Sim. O tempo todo a gente enfrentava algum conflito. Porque
como a gente estava na escola todos os dias, nós viramos os intermediários. O
Jonas aprontava muito. Então, toda vez que isso acontecia, ao invés de ligar
para a mãe dele, a diretora ligava para mim, porque eu estava ali, mais
próxima. E estes conflitos, ao invés de nos afastar, nos aproximaram muito da dela.
Porque ela estava dentro de uma lógica que eu, naquele momento, não concordava,
mas que eu conseguia entender. Porque também é muito difícil para o professor,
dentro do sistema em que ele está, ser o único individuo que enxerga, que não
quer castrar, que quer libertar. Então, também, é difícil quando você entende o
sistema inteiro. Foi uma surpresa muito gratificante. Porque a gente filmou
muito tempo. Foram dois anos. Quando terminamos, dois anos e pouco depois que
tínhamos começado, os personagens já não eram mais os mesmos. Todo mundo tinha
amadurecido. Todo mundo tinha um ponto de vista diferente. E teve um dia que
ela falou para mim que ela percebia naquele momento, naquele tempo ali, que não
só Jonas era ruim para a escola. Mas que, também, a escola era ruim para Jonas.
E isso foi maravilhoso. Porque Jonas se transformou, ela se transformou, a
gente se transformou. Foi um filme muito intenso e muito transformador para
todo mundo.
QUAL É O PRÓXIMO
PROJETO AGORA, PAULA?
A gente acabou de filmar um longa de ficção chamado Filho de Boi. É do nosso coletivo. Neste,
eu sou produtora e co-roteirista, porque a gente se alterna nas funções. E quem
dirige é o Haroldo (Borges) e o Ernesto (Molinero). Filmamos no sertão da
Bahia, um processo que foi muito modificado depois de Jonas. É um roteiro mais antigo. Mas depois filmamos Jonas, transformamos o projeto inteiro.

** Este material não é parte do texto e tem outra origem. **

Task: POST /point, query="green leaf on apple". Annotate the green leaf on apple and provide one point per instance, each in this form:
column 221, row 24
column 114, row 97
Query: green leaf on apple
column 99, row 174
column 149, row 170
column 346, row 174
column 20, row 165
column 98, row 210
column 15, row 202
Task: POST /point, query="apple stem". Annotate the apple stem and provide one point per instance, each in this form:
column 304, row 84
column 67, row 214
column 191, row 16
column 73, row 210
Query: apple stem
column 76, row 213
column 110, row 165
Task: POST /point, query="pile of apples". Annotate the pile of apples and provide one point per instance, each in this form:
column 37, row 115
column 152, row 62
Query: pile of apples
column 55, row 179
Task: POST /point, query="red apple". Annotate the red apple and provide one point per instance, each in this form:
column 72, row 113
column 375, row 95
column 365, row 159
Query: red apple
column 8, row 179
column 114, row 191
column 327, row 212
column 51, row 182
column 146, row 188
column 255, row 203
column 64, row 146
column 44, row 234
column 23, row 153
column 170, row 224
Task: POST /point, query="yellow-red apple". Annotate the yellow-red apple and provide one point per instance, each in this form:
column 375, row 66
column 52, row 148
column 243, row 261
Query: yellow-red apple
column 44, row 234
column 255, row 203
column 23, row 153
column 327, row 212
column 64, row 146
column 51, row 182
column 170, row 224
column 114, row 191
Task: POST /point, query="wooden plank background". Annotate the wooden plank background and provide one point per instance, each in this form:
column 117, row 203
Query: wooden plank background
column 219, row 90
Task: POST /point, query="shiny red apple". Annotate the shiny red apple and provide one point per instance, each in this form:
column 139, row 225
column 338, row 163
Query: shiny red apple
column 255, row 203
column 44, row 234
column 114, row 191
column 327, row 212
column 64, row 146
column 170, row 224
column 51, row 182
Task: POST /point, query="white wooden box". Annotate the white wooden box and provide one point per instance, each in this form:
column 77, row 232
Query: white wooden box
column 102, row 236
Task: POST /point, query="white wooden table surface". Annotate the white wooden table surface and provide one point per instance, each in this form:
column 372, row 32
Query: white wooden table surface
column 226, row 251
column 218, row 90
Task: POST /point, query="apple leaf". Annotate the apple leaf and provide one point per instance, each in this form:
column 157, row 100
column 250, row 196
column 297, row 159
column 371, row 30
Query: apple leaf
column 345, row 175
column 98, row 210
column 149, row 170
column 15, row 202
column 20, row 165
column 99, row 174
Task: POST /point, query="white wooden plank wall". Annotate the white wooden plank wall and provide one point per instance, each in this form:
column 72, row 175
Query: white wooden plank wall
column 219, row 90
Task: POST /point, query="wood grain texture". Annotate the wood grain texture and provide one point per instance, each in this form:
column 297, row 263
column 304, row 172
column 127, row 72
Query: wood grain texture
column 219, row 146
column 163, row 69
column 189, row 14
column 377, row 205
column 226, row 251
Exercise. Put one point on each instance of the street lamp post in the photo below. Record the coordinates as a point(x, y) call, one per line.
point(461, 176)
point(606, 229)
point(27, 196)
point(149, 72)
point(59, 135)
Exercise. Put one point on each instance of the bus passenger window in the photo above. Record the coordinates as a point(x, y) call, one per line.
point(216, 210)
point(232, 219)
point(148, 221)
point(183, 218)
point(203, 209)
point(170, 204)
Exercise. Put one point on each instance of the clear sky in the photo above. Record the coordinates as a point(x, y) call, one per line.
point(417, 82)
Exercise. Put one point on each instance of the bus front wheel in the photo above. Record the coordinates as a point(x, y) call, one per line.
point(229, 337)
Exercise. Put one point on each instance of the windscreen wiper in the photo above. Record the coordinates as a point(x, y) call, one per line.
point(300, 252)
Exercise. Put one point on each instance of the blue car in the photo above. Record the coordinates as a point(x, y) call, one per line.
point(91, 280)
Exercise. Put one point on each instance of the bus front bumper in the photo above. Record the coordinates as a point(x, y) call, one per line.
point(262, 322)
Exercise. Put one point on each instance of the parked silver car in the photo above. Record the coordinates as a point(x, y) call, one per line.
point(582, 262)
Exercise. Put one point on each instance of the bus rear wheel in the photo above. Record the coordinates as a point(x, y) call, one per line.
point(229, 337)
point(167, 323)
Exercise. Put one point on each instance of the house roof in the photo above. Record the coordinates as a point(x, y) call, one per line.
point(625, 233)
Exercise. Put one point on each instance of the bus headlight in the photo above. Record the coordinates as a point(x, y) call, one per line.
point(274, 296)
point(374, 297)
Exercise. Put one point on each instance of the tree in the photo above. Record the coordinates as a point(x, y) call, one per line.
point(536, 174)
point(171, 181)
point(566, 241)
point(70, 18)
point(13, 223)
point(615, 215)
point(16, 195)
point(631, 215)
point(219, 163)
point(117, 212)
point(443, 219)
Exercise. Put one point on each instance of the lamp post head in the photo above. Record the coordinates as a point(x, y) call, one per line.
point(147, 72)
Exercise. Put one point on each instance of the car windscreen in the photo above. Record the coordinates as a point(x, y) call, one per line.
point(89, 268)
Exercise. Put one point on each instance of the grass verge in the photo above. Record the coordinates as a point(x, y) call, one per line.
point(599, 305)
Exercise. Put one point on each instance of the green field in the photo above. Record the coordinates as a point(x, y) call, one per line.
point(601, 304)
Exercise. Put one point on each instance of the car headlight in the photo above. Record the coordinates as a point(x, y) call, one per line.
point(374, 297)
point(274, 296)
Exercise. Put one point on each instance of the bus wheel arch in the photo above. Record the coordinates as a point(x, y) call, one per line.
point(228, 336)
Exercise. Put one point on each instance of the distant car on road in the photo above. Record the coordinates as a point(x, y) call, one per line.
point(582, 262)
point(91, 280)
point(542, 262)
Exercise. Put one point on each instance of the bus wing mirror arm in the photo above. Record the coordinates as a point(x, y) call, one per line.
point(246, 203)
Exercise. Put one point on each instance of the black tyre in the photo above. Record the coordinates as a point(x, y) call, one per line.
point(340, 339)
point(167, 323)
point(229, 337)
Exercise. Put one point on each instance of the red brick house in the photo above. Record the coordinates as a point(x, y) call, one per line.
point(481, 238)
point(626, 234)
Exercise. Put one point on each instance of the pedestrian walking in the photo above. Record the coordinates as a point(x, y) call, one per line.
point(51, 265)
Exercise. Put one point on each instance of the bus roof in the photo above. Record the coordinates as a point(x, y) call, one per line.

A gente está muito apaixonada pelo documentário e buscamos ferramentas para
deixar essa ficção com um perfil mais relacionado com documentário. Por
exemplo, optamos trabalhar com não atores. Fizemos uma pesquisa enorme para
encontrar o protagonista. Entrevistamos 1500 meninos, todos do sertão da Bahia,
todos de escola pública e moradores de áreas rurais. E trabalhamos com Fátima
Toledo (conceituada preparadora de elenco
que se destacou em filmes como Cidade de Deus e Tropa de Elite). Fátima
super topou o projeto. Ela veio e fez uma super preparação neste sentido. E o
mais legal é que o Jonas fez o filme. Dessa vez, como ator. E também aprendendo
uma nova função. Ele quer fazer Cinema após terminar seu último ano da escola.
Ano que vem quer fazer vestibular para Cinema. Aqui, ele quis aprender mais e trabalhou, também, como segundo assistente de câmera.